The ifunc resolver may access variables or functions that require relocations (usually `R_*_JUMP_SLOT`, `R_*_GLOB_DAT`, or `R_*_RELATIVE`).
`R_*_GLOB_DAT` and `R_*_RELATIVE` relocations are resolved before `R_*_IRELATIVE`, so reading a variable or taking an address of a function is fine.
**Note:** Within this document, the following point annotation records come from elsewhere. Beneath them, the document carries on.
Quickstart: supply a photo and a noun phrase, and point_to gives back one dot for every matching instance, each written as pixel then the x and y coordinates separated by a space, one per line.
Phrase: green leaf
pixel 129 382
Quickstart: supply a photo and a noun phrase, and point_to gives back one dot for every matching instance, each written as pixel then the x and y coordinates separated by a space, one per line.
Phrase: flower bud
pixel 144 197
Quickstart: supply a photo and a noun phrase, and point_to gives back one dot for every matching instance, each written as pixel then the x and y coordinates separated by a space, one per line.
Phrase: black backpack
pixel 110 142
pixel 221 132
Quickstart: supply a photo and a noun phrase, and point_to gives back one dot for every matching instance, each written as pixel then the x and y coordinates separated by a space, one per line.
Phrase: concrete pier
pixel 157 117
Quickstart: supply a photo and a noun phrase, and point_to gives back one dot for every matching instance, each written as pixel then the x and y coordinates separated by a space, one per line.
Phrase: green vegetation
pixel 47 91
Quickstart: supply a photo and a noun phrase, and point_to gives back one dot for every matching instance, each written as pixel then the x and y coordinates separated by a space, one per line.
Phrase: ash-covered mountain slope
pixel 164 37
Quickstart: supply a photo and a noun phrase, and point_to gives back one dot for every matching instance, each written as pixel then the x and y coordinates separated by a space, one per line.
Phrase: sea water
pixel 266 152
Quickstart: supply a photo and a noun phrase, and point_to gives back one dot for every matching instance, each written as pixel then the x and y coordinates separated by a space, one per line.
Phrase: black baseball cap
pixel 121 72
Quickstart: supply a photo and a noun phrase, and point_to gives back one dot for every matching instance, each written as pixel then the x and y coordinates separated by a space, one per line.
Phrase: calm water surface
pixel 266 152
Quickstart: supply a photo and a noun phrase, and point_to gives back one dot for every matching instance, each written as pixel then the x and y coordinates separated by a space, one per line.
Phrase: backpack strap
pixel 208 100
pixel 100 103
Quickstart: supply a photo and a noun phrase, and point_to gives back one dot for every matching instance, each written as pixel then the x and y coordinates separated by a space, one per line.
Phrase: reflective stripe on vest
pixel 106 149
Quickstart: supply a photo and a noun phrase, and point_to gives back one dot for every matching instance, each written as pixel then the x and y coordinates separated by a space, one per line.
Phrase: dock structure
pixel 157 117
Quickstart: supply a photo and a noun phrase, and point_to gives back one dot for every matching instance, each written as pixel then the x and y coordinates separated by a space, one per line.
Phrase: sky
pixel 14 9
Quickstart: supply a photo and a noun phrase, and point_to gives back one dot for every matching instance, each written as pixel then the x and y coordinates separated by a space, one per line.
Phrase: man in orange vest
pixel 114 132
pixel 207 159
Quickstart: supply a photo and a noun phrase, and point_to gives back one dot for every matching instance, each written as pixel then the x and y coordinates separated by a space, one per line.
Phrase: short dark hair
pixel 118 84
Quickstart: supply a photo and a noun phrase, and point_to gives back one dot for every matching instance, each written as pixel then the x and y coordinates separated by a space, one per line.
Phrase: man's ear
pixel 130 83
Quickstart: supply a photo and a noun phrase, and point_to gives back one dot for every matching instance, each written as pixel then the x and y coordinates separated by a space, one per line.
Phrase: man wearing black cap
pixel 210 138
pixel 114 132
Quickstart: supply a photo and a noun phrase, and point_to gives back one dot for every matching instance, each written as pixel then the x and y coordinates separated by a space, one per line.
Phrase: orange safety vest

However, when lazy binding is enabled (neither `ld -z now` or `LD_BIND_NOW=1`; `do_lazy == 1`), `R_*_IRELATIVE` relocations in `.rela.dyn` are resolved before `R_*_JUMP_SLOT` in `.rela.plt`.
Therefore, calling a preemptible function in an ifunc resolver will crash due to accessing an unresolved GOTPLT entry.
This may work with GNU ld's x86-64 port, which places certain `R_X86_64_IRELATIVE` relocations in `.rela.plt`. The exact rules are complex and I am not interested in figuring it out.
In certain cases, GNU ld still produces an `R_X86_64_IRELATIVE` in `.rela.dyn`: in lazy PLT mode, glibc ld.so will call the ifunc resolver before the `R_X86_64_JUMP_SLOT` for `puts` is set up, and segfault.

---

In certain cases, GNU ld produces an R_X86_64_IRELATIVE in .rela.dyn instead of the usual .rela.plt. Then, in lazy PLT mode, glibc ld.so will call the ifunc resolver before the R_X86_64_JUMP_SLOT for puts is set up, and segfault.

cat > a.c <<eof
  #include <stdio.h>

  int a_impl() { return 42; }
  void *a_resolver() {
    puts("a_resolver");
    return (void *)a_impl;
  }
  int a() __attribute__((ifunc("a_resolver")));

  // .rela.dyn.rel => R_X86_64_64 referencing STT_GNU_IFUNC in .rela.dyn
  int (*fptr_a)() = a;

  int main() { printf("%d\n", a()); }
eof

cc -fpie -c a.c
cc -fuse-ld=bfd -pie a.o -o a

---

To address the brittleness , I think the following loop in elf/dynamic-link.h

  for (int ranges_index = 0; ranges_index < 2; ++ranges_index)

should be refactored to resolve non-ifunc relocations first, finally ifunc relocations.